Os gastos com os presentes de fim de ano devem ser a última opção para os assalariados que irão receber o 13º salário dos próximos dias.

Pesquisa realizada pela Associação Nacional dos Executivos de Finanças, Administração e Contabilidade (Anefac) aponta que 89% dos consumidores pretendem utilizar os recursos do acréscimo para quitar as dívidas. Em relação ao mesmo período do ano passado, houve um aumento de 9,46% no número de consumidores com esse intuito, o que deve comprometer significativamente as vendas para o Natal.

A pesquisa aponta que o percentual daqueles que pretendem usar abono para comprar presentes caiu de 8% em 2015 para 6% neste ano. Outros 6% planejam poupar  parte do dinheiro para aplicar nas despesas de começo de ano. No ano passado, o percentual era de 8%.

Os recursos a serem recebidos do 13º salário devem ser pagos nos dias 30 de novembro (1ª parcela) e 20 de dezembro (2ª parcela). O setor de Estudos e Pesquisas Econômicas da Anefac informou que o aumento dos endividados se deve a redução da atividade econômica, a alta do desemprego, a elevação das taxas de juros e a inflação mais elevada.

Neste ano, os produtos que mais atrairão os recursos do 13º salário serão as roupas, com 72% das intenções, os celulares, com 66%, e os eletroeletrônicos e bens diversos, empatados com 61%. A compra de brinquedos apresenta redução, que pode ser atribuída à mudança de hábitos de consumo deste público, que vem preferindo cada vez mais produtos eletrônicos e celulares.

Recomendações ao consumidor

Para que o acréscimo salarial renda e seja bem utilizado, listamos algumas dicas que devem ser levadas em conta quando o dinheiro estiver em mãos:

1) Use o 13º preferencialmente no pagamento de dívidas, principalmente aquela que embutem encargos maiores como o cartão de crédito rotativo e o cheque especial, onde na média atinge 15,49% ao mês (463,03% ao ano) e 12,46% ao mês (309,24% ao ano) respectivamente.

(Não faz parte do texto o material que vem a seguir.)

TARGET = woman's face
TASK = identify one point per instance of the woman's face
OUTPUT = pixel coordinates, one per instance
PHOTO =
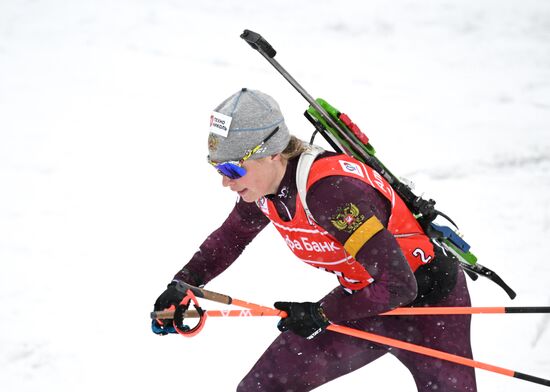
(262, 177)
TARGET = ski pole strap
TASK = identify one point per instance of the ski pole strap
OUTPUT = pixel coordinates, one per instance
(202, 293)
(179, 314)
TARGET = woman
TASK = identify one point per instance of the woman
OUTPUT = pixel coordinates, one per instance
(337, 214)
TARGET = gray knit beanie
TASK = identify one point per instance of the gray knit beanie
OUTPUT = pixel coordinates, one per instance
(241, 122)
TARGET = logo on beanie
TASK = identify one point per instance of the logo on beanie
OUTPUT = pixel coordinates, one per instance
(220, 123)
(213, 143)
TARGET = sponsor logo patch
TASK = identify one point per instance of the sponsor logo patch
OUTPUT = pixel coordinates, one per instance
(220, 123)
(347, 218)
(353, 168)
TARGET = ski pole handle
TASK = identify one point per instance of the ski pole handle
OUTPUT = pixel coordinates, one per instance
(424, 311)
(258, 43)
(169, 314)
(202, 293)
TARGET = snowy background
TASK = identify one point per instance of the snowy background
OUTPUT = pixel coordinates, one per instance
(105, 193)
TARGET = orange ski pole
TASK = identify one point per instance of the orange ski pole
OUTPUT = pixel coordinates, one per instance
(425, 311)
(434, 353)
(216, 297)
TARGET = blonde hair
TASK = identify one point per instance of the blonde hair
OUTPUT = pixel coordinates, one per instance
(294, 148)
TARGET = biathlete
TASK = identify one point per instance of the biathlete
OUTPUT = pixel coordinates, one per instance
(336, 214)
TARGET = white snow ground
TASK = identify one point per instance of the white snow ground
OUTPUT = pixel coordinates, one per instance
(104, 192)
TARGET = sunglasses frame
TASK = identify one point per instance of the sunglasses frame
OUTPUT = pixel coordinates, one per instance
(234, 169)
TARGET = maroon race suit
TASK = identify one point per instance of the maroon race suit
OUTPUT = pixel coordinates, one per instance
(340, 204)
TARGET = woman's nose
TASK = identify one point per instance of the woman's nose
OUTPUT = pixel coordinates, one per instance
(225, 181)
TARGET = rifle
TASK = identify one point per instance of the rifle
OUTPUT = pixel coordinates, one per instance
(345, 137)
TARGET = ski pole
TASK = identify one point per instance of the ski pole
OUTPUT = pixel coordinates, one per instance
(435, 353)
(425, 311)
(225, 299)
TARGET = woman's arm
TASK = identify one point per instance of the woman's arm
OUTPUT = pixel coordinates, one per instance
(224, 245)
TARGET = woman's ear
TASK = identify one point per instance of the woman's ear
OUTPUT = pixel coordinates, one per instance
(276, 157)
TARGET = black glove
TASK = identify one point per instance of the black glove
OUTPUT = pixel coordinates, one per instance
(170, 296)
(305, 319)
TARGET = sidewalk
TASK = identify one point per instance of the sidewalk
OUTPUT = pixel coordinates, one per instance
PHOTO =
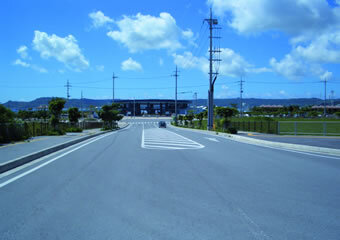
(12, 151)
(273, 144)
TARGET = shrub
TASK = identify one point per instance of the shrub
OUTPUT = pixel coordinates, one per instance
(74, 129)
(57, 132)
(231, 130)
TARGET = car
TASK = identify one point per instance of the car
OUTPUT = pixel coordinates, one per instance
(162, 124)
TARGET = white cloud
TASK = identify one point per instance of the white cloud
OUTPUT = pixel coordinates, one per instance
(99, 19)
(39, 69)
(322, 49)
(188, 34)
(65, 50)
(224, 87)
(290, 16)
(21, 63)
(326, 76)
(312, 24)
(22, 51)
(187, 60)
(131, 65)
(100, 68)
(232, 64)
(145, 32)
(289, 67)
(282, 92)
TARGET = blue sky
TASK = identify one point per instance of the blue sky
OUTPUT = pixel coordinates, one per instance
(282, 49)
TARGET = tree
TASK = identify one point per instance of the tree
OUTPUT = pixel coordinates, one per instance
(55, 106)
(200, 117)
(73, 115)
(109, 114)
(190, 117)
(25, 115)
(42, 114)
(225, 113)
(6, 115)
(181, 118)
(233, 105)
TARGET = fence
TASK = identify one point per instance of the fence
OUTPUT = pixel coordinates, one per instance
(326, 128)
(256, 126)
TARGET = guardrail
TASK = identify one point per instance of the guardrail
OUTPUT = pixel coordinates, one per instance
(323, 128)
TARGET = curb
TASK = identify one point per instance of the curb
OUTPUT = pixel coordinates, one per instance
(264, 143)
(4, 167)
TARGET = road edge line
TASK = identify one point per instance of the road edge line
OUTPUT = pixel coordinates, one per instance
(9, 165)
(266, 143)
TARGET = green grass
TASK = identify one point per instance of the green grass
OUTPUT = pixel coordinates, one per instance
(310, 128)
(304, 126)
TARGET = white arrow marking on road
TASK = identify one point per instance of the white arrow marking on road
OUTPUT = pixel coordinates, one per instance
(212, 139)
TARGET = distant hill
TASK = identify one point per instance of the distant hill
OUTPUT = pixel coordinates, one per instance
(249, 102)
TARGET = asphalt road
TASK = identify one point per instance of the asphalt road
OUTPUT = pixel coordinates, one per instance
(148, 183)
(12, 151)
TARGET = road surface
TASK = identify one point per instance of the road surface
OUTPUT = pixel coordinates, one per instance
(148, 183)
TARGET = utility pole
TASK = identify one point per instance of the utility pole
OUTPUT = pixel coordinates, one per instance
(325, 100)
(195, 99)
(81, 105)
(241, 96)
(113, 87)
(68, 86)
(81, 108)
(134, 107)
(212, 75)
(332, 97)
(176, 76)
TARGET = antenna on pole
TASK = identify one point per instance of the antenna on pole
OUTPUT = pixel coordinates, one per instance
(325, 97)
(113, 87)
(68, 86)
(176, 76)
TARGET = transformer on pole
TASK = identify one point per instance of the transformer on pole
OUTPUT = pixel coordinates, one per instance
(212, 75)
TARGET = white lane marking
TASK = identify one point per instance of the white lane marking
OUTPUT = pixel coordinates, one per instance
(50, 161)
(157, 138)
(212, 139)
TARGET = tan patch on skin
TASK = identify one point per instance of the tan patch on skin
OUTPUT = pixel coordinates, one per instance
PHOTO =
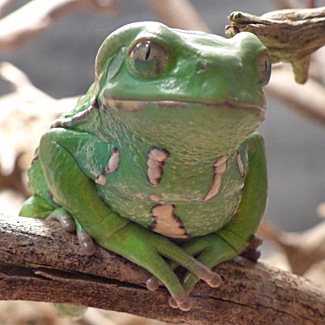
(155, 197)
(219, 168)
(240, 165)
(166, 222)
(111, 166)
(156, 160)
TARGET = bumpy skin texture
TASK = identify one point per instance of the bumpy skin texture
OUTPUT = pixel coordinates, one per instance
(160, 158)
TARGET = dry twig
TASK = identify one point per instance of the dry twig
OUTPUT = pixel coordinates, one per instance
(290, 35)
(178, 14)
(29, 21)
(41, 262)
(301, 249)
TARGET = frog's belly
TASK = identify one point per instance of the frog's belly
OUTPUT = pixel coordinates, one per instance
(176, 219)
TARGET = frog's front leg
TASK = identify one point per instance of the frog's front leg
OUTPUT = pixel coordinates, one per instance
(232, 239)
(74, 189)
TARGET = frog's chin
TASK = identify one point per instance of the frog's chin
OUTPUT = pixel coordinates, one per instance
(137, 105)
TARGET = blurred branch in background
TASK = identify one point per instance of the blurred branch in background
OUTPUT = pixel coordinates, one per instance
(23, 25)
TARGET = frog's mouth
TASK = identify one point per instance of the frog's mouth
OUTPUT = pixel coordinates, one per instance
(137, 105)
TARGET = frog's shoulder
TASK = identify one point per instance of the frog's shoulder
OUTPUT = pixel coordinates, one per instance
(79, 113)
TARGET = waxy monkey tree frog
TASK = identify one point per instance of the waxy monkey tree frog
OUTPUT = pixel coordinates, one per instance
(160, 158)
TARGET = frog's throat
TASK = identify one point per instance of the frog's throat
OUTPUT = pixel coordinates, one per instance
(137, 105)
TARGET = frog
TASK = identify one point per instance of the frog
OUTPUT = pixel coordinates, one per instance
(161, 161)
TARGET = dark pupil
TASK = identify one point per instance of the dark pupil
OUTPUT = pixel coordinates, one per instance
(148, 51)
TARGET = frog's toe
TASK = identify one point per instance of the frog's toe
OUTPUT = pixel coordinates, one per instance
(86, 243)
(152, 283)
(184, 305)
(251, 251)
(66, 221)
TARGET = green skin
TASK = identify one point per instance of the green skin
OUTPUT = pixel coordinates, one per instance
(172, 115)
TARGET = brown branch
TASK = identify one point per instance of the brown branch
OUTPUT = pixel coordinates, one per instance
(29, 21)
(41, 262)
(302, 249)
(308, 99)
(178, 14)
(290, 35)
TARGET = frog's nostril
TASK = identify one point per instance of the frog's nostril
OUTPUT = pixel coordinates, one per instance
(202, 66)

2) Aproveite o abono para regularizar igualmente suas outras dívidas, lembrando-se de negociar o estorno dos juros de mora embutidos nelas. Quitadas as pendências, lembre-se de tentar reservar os valores necessários para as despesas de começo do ano (IPTU, IPVA e despesas escolares, além das compras de natal (cheques pré-datados e cartão de crédito) para evitar entrar novamente no vermelho no começo do próximo ano.

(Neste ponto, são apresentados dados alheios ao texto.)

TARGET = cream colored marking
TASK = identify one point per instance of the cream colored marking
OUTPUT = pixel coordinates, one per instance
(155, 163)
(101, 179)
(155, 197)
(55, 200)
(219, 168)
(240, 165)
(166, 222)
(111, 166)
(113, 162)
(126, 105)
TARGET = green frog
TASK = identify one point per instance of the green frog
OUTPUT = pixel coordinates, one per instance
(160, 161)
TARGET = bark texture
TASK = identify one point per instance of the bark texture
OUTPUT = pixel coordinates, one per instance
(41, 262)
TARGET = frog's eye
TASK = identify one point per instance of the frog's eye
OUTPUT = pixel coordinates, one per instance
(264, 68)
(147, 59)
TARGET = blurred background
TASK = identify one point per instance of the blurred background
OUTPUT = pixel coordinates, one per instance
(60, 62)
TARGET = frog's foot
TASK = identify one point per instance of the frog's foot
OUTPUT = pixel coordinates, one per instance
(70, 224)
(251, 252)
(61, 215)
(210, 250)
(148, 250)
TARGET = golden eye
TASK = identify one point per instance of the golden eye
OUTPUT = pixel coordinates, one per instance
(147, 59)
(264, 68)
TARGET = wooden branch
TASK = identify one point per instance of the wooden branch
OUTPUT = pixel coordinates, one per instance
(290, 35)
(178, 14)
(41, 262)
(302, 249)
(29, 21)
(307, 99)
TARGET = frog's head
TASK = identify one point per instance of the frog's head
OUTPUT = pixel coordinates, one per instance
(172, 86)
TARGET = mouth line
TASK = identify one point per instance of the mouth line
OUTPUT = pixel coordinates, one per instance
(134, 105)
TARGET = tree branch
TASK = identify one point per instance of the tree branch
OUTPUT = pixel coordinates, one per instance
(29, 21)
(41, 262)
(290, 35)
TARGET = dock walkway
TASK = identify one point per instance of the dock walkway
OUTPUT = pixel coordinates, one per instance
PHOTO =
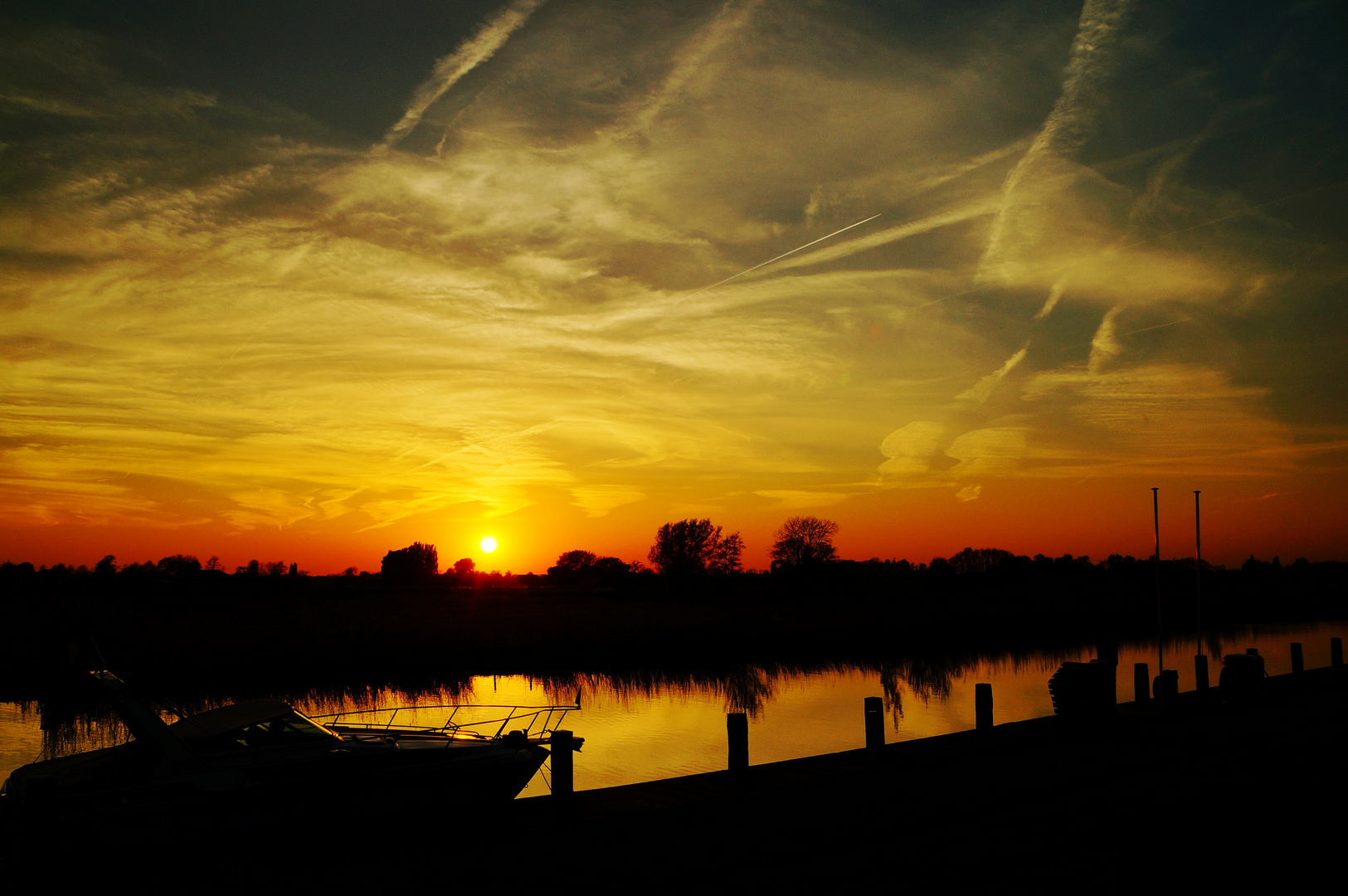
(1145, 796)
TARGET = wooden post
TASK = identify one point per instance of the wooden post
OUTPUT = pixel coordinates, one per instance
(1141, 684)
(983, 706)
(737, 732)
(1200, 673)
(564, 763)
(874, 721)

3) Após todas essas regularizações e sobrando alguns recursos para aqueles que eventualmente tenham contraído algum financiamento junto a bancos, financeiras ou comércio, saiba que o artigo 52 do código de defesa do consumidor garante ao mesmo a retirada dos juros embutidos nesses financiamentos para as parcelas que eventualmente tiverem seus pagamentos antecipados total ou parcialmente, juros estes que serão retirados proporcionalmente ao período antecipado.

4) Não tendo dívidas ou após a regularização das dívidas existentes e sobrando algum valor, aplique em um fundo de renda fixa ou na caderneta de poupança.
Se for fazer um financiamento, pesquise sempre as taxas de juros e demais acréscimos na medida em que existem enormes variações nas condições dos financiamentos.

5) Evite comprometer demasiadamente seu orçamento com dívidas.

6) Evite empréstimos de longo prazo que, além de representarem custos maiores, comprometem sua renda por longo período.

7) Após regularizar seu cheque especial e seu cartão de crédito, evite entrar novamente nessas duas modalidades de crédito, uma vez que cheque especial não é renda e por isso deve ser usado por período curto e emergencial.